She, however, was sorely troubled, and said, “Dear Father, what I have suffered! I should never have got home again from the great wild forest, if I had not come to an Iron Stove. But I have been forced to give my word that I will go back to it, set it free, and marry it.”
Then the old King was so terrified that he all but fainted, for he had only this one daughter. They, therefore, resolved they would send, in her place, the miller’s daughter, who was very beautiful. They took her there, gave her a knife, and said she was to scrape at the Iron Stove. So she scraped at it for four-and-twenty hours, but could not bring off the least morsel of it.
When day dawned, a voice in the stove said, “It seems to me it is day outside.”
Then she answered, “It seems so to me too. I fancy I hear the noise of my father’s mill.”
“So you are a miller’s daughter! Then go your way at once. Let the King’s Daughter come here.”
She went away at once, and told the old King that the man outside there would have none of her—he wanted the King’s Daughter.

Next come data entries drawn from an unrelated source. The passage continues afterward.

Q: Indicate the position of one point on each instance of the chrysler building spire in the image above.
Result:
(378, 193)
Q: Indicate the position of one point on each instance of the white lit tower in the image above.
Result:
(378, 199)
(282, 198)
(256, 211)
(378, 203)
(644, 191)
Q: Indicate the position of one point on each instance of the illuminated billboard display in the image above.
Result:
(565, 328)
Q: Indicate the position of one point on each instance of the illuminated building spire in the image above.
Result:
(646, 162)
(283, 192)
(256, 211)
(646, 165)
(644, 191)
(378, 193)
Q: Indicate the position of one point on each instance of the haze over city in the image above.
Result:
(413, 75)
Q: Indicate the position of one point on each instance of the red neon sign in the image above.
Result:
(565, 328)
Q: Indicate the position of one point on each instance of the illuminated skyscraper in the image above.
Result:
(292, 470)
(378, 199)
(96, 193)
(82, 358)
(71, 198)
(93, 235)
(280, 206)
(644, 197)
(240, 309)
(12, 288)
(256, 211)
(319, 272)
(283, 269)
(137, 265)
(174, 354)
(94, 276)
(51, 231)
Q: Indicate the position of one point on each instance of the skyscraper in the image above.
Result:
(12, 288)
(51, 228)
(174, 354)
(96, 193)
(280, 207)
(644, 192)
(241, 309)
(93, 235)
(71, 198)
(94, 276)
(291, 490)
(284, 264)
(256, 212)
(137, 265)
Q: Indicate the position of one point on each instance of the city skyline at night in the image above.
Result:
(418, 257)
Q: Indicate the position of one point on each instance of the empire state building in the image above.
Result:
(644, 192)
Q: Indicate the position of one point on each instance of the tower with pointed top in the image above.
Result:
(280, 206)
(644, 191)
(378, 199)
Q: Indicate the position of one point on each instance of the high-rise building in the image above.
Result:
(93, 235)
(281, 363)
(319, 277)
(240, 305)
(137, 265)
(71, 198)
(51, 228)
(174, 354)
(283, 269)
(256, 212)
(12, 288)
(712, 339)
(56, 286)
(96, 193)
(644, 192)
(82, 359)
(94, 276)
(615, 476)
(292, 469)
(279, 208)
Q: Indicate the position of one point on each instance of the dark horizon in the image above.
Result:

They, however, still had a swineherd’s daughter, who was even prettier than the miller’s daughter, and they determined to give her a piece of gold to go to the Iron Stove, instead of the King’s Daughter. So she was taken thither, and she also had to scrape for four-and-twenty hours. She, likewise, made nothing of it.
When day broke, a voice inside the stove cried, “It seems to me it is day outside!”
Then answered she, “So it seems to me. I fancy I hear my father’s horn blowing.”
“Then you are a swineherd’s daughter! Go away at once. Tell the King’s Daughter to come, and tell her all must be done as was promised. And if she does not come, everything in the kingdom shall be ruined, and destroyed, and not one stone be left standing on another.”